TrueNAS SCALE already has everything onboard to create persistent Linux 'jails' with systemd-nspawn. This script helps with the following:
- Setting up the jail so it won't be lost when you update SCALE
- Choosing a distro (Debian 11 strongly recommended, but Ubuntu, Arch Linux or Rocky Linux seem good choices too)
- Optional: configuring the jail so you can run Docker inside it
- Optional: GPU passthrough (including nvidia GPU with the drivers bind mounted from the host)
- Starting the jail with your config applied
Create a new dataset called jailmaker
with the default settings (from TrueNAS web interface). Then login as the root user and download jlmkr.py
.
cd /mnt/mypool/jailmaker
curl --location --remote-name https://raw.githubusercontent.com/Jip-Hop/jailmaker/main/jlmkr.py
chmod +x jlmkr.py
The jlmkr.py
script (and the jails + config it creates) are now stored on the jailmaker
dataset and will survive updates of TrueNAS SCALE.

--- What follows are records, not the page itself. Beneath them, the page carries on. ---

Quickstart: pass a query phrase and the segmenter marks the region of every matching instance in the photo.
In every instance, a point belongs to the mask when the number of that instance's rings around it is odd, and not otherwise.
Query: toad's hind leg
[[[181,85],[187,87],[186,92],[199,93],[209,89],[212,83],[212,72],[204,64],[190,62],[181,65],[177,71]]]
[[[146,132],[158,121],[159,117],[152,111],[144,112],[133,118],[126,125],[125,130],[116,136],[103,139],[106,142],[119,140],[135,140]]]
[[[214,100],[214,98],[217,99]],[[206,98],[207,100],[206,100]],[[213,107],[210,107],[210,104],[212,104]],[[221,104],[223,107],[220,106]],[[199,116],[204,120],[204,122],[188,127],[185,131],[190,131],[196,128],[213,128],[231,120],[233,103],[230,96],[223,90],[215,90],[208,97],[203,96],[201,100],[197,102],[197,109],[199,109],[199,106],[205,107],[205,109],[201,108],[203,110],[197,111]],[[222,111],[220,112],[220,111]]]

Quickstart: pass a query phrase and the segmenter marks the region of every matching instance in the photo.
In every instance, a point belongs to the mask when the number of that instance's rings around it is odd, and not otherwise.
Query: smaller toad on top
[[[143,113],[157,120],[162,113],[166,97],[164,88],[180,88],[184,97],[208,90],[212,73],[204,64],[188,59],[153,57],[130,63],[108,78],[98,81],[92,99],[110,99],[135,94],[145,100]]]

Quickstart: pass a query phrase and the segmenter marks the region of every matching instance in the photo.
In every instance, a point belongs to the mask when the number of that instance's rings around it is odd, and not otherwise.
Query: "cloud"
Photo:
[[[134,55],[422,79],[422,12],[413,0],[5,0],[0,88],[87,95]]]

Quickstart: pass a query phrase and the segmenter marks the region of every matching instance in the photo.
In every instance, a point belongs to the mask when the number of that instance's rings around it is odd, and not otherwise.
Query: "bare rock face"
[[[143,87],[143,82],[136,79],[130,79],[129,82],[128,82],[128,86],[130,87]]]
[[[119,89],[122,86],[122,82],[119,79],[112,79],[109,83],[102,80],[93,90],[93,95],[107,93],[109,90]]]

Creating a jail is interactive. You'll be presented with questions which guide you through the process.
./jlmkr.py create myjail
After answering a few questions you should have your first jail up and running!
In order to start a jail automatically after TrueNAS boots, run /mnt/mypool/jailmaker/jlmkr.py start myjail
as Post Init Script with Type Command
from the TrueNAS web interface.
./jlmkr.py start myjail
./jlmkr.py list
machinectl stop myjail
./jlmkr.py delete myjail
For additional commands we can use machinectl
, systemctl
and journalctl
directly. The jlmkr.py
script does not play a role here.
machinectl shell myjail
systemctl status jlmkr-myjail
journalctl -u jlmkr-myjail
If you want to run a command inside a jail, for example from a shell script or a CRON job, you may use systemd-run
with the --machine
flag. The example below runs the env
command inside the jail.
systemd-run --machine myjail --quiet --pipe --wait --collect --service-type=exec env
Once you've created a jail, it will exist in a directory inside the jails
dir next to jlmkr.py
. For example ./jails/myjail
if you've named your jail myjail
. You may edit the jail configuration file. You'll have to stop the jail and start it again with jlmkr.py
for these changes to take effect.
By default the jail will have full access to the host network. No further setup is required. You may download and install additional packages inside the jail. Note that some ports are already occupied by TrueNAS SCALE (e.g. 443 for the web interface), so your jail can't listen on these ports. This is inconvenient if you want to host some services (e.g. traefik) inside the jail. To workaround this issue when using host networking, you may disable DHCP and add several static IP addresses (Aliases) through the TrueNAS web interface. If you setup the TrueNAS web interface to only listen on one of these IP addresses, the ports on the remaining IP addresses remain available for the jail to listen on.
See Advanced Networking for more.
Jailmaker won't install Docker for you, but it can setup the jail with the capabilities required to run docker. You can manually install Docker inside the jail using the official installation guide or use convenience script.
TODO: write comparison between systemd-nspawn (without jailmaker), LXC, VMs, Docker (on the host).
The rootfs image jlmkr.py
downloads comes from the Linux Containers Image server. These images are made for LXC. We can use them with systemd-nspawn too, although not all of them work properly. For example, the alpine
image doesn't work well. If you stick with common systemd based distros (Debian, Ubuntu, Arch Linux...) you should be fine.